McDonald's is garnering praise after deciding to fire its chief executive for having a relationship with an employee.
But the decision is reigniting scrutiny of the company's handling of sexual harassment incidents that involve restaurant workers.
The Chicago-based company announced on Sunday that its board ousted CEO Steve Easterbrook for having a consensual relationship with an employee, a violation of the company's non-fraternization policy.
"I think the board is acting decisively, showing leadership and setting an example to local franchise owners that the knives are out, and this kind of behavior is not going to be tolerated on any level," Eric Schiffer, chief executive of Reputation Management Consultants, said.
Easterbrook's severance package could be worth as much as $41.8 million, according to analysis by Equilar. His departure is part of broader trend, spurred on by the #MeToo Movement, that has led employers to reexamine how they handle workplace relationships that involve power imbalances.
"These days, what we find is boards are more worried about reputational risk, and they're taking more action and acting more promptly," said Davia Temin, the CEO of management consultancy Temin and Company.
McDonald's Chief People Officer David Fairhurst, who headed the chain's human resources department, departed the company on Monday.
Chris Kempczinski, who previously served as president of McDonald's U.S. division, is the company's new chief executive. During his tenure as the head of the company's most important segment, McDonald's workers have filed more than 50 complaints with the Equal Employment Opportunity Commission for incidents that involved sexual harassment, abuse and retaliation.
"It's clear McDonald's culture is rotten from top to bottom. McDonald's needs to sit down with worker-survivors and put them at the center of any solution," the Fight for $15 and a Union, a fast-food workers' coalition, said in a statement. "And the company needs to be completely transparent about Easterbrook's firing and any other executive departures related to these issues."

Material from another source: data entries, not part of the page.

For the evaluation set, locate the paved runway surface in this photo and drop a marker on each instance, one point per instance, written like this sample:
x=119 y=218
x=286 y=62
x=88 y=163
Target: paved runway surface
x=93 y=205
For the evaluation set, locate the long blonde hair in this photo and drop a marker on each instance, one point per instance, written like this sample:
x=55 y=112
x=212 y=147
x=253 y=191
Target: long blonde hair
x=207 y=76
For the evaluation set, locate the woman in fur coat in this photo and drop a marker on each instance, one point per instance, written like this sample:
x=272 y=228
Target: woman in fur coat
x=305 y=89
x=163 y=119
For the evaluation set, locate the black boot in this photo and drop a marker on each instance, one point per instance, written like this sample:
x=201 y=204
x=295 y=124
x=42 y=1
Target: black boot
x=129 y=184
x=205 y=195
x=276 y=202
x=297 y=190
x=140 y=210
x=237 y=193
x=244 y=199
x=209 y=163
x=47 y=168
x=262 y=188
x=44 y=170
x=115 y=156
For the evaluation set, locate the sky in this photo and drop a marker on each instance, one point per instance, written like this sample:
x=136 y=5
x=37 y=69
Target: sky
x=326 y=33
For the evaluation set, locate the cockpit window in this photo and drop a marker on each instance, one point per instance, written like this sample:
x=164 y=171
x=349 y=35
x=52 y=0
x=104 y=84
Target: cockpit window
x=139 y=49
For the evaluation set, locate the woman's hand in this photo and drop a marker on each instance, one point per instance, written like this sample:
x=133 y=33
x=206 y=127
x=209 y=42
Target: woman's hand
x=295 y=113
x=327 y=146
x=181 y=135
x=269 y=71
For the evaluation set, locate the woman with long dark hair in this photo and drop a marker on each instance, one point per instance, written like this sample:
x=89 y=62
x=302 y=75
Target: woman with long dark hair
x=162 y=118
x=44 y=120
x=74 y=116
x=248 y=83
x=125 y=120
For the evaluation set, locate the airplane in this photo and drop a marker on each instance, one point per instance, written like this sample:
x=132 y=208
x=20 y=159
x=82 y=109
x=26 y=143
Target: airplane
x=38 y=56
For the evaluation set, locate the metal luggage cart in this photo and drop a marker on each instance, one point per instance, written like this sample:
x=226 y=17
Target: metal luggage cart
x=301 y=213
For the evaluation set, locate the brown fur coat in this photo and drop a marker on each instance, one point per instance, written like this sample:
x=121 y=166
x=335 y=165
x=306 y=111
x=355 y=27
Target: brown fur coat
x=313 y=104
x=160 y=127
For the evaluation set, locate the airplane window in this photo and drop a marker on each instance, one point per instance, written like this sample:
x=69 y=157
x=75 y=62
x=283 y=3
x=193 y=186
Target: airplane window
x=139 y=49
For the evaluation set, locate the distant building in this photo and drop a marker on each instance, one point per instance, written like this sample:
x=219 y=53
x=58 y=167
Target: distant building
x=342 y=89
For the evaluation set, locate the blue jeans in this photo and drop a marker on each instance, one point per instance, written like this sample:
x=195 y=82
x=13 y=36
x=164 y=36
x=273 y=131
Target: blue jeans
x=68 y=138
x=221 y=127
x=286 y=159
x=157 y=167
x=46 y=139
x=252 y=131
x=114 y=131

And while Easterbrook is leaving with a severance package despite being ousted, cashiers and cooks who have filed sexual harassment complaints allege that they have been fired or forced to quit – without a parachute in sight.
McDonald's, for its part, has said that it has taken steps to address sexual harassment, abuse and retaliation.
After the latest wave of sexual harassment complaints were filed in May, Easterbrook wrote a letter viewed by CNBC that said McDonald's started working with RAINN, the nation's largest anti-sexual violence organization, a year ago to enhance its policies. The company also created a hotline for workers to anonymously report sexual harassment.
In August, McDonald's announced that it would introduce new workplace training for restaurant workers and supervisors centered on harassment and workplace safety.
In court, McDonald's has argued that it is not a "joint employer," which means that it cannot be held liable for violations by franchisees. Under that designation, the company would also not be required to bargain with restaurant workers at franchised locations if they unionized. Franchisees run about 93% of U.S. locations.
In October, a federal appeals court sided with McDonald's in a case about underpaying wages.
But the nation's biggest burger chain could require more from its operators, according to Debra Katz, a Washington, D.C.-based attorney who handles sexual harassment cases at Katz, Marshall and Banks.
"Even with franchisees, the terms and conditions of how the franchise is run could require every McDonald's restaurant to adopt reasonable policies to address sexual harassment," Katz said.
Temin said that McDonald's should put "carrots, sticks and nudges" in place for its franchisees, like a zero-tolerance policy for retribution for reporting sexual harassment and rewards for going a certain period of time without a report.
McDonald's did not immediately respond to a request for comment from CNBC.